TCAT-Process will work best if you call the script from within the folder that contains your dataset. So, once you have downloaded your full dataset as filename.tsv, open a terminal window and make the dataset folder your current directory. To process the data file completely using TCAT-Process, use the following command:

gawk -f ..\_scripts\tcat-process.awk file=filename.tsv tcattype=tsv

If you’ve successfully downloaded the hashtag and mention tables that TCAT generates, you can keep TCAT-Process from generating those tables again from the main dataset:

gawk -f ..\_scripts\tcat-process.awk file=filename.tsv tcattype=tsv nohashtypes=1

(In each case, use ../_scripts/tcat-process.awk if you’re on a Mac. I’m assuming here that the _scripts folder sits within the directory that also contains the folder with your dataset.)
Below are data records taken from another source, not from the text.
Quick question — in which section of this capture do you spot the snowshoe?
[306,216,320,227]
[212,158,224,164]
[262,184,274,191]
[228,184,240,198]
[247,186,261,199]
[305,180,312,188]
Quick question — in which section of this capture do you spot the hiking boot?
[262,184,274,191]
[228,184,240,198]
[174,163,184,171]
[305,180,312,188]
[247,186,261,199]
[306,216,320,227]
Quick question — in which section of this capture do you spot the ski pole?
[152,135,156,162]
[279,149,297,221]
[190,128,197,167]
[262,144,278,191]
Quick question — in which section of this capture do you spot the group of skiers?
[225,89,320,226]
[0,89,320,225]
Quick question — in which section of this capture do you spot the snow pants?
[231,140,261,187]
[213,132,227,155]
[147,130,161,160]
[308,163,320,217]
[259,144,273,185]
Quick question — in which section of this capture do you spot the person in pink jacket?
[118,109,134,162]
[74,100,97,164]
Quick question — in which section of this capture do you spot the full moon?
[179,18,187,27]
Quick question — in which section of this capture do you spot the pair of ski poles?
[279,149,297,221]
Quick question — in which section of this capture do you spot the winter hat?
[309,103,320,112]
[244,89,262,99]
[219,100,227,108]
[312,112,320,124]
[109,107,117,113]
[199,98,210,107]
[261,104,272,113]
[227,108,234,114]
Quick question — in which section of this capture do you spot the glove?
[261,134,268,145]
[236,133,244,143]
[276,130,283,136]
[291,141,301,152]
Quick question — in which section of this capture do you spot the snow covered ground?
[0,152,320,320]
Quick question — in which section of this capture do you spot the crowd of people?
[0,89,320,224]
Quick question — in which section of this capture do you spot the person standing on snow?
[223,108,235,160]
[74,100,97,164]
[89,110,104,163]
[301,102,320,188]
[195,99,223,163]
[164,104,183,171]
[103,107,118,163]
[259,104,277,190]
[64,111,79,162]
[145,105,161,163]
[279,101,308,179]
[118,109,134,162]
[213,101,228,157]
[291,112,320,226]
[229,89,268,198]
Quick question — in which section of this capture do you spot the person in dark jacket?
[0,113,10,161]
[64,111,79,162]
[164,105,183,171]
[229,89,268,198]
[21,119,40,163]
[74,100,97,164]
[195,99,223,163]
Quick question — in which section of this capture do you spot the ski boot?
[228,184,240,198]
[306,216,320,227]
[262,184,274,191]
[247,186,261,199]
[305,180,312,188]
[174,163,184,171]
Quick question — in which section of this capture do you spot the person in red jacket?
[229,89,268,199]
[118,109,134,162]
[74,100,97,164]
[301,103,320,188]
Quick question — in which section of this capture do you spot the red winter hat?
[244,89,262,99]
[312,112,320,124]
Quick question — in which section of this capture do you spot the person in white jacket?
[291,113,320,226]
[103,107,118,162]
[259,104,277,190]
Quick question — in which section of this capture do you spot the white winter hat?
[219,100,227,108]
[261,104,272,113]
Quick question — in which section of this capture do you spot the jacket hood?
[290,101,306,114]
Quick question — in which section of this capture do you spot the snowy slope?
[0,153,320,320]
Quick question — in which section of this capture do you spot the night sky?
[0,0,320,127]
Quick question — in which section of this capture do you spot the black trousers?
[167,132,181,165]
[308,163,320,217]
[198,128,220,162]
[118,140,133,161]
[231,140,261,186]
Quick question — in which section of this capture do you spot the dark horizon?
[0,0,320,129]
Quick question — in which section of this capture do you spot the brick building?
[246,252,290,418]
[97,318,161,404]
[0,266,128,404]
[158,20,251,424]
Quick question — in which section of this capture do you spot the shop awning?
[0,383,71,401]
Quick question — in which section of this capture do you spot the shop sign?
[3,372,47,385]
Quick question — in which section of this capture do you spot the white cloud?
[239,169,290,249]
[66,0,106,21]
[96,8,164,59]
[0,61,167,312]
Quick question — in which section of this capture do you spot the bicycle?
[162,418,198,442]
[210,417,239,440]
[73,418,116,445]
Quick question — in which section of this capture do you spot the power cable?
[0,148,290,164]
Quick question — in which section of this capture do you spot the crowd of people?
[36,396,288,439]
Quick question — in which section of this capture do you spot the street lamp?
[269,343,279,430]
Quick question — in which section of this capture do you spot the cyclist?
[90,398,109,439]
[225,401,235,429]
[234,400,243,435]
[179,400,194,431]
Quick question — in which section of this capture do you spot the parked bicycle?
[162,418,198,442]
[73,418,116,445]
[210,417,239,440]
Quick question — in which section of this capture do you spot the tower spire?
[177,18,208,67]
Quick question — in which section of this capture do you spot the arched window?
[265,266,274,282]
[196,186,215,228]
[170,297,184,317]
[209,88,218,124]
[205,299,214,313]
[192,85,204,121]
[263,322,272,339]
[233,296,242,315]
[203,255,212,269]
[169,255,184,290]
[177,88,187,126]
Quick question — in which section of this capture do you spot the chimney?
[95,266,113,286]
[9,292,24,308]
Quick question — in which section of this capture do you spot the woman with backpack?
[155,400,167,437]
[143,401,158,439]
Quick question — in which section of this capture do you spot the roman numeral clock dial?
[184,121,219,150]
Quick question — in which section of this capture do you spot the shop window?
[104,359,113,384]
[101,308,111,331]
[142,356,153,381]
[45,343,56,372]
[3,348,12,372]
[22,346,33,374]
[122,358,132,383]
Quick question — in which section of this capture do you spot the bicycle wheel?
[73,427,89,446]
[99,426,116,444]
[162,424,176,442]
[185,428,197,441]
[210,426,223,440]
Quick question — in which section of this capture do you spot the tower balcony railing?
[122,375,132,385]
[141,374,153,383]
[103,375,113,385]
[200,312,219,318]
Press return when prompted, and wait until TCAT-Process completes. This may take some time depending on the size of your dataset – for datasets of more than 100MB, it could stretch to hours or days. URL processing takes up the vast majority of this time, so use nourls=1 if you’re happy to skip that part. Also, while the URLs are still processing you can already get started on uploading the full, hashtags, and mentions datasets to BigQuery.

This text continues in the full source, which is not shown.